Workflow-based GeoAI Analysis with No/Low-Code Visual Programming


In this training session, we will explore the utilization of low-code/no-code visual programming platforms to effectively integrate geospatial analysis with a variety of AI algorithms, including machine learning, deep learning, and Explainable AI. Designed primarily for data science novices, this training enables participants to easily embark on their journey without needing extensive programming expertise. They will learn to harness the platform for advanced spatial analysis and the development of sophisticated AI models.
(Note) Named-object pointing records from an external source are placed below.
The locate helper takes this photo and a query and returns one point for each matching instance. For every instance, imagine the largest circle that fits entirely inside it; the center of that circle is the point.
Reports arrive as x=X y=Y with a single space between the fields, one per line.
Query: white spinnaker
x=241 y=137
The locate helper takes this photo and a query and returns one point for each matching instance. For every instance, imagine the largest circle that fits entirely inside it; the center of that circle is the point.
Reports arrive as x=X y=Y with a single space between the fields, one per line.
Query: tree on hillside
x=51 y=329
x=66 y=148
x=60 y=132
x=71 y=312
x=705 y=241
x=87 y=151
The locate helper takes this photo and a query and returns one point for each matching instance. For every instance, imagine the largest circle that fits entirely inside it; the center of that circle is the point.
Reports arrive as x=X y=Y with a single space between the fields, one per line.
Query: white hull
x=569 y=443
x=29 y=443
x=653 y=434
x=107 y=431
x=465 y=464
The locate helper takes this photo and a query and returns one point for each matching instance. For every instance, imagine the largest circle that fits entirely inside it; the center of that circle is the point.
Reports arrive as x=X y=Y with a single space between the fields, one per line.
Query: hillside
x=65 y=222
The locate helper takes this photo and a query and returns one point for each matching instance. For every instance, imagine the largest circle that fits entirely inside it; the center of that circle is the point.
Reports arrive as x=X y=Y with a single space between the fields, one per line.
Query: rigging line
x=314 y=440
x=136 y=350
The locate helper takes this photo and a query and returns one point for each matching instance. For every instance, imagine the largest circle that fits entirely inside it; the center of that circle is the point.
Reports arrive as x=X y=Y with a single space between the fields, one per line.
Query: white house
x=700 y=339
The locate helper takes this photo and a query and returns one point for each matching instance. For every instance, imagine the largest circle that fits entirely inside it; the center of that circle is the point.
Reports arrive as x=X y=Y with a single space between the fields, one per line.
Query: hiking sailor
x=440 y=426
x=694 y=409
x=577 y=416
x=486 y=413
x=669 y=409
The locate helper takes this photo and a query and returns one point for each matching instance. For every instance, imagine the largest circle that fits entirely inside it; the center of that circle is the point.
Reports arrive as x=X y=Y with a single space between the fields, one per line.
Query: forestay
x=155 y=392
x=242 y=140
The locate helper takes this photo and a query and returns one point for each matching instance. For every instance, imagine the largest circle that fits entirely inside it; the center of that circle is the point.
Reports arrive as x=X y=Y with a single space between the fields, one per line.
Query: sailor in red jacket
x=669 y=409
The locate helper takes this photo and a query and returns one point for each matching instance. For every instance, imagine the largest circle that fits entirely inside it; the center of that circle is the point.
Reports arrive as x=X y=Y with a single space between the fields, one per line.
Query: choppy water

The training is structured into four comprehensive sections:

Introduction to the Visual Programming Platform: We will begin by introducing the open-source KNIME Analytics Platform (AP), detailing its basic features and user interface. Participants will become familiar with its intuitive visual programming environment.

AI Functions in KNIME AP: This segment will cover the platform's advanced AI functionalities, providing insights into the range and capabilities of its AI tools.

Extension on Geospatial Analysis for KNIME AP: Participants will delve into specific geospatial analysis applications, learning how to manage spatial data and execute spatial analyses within KNIME.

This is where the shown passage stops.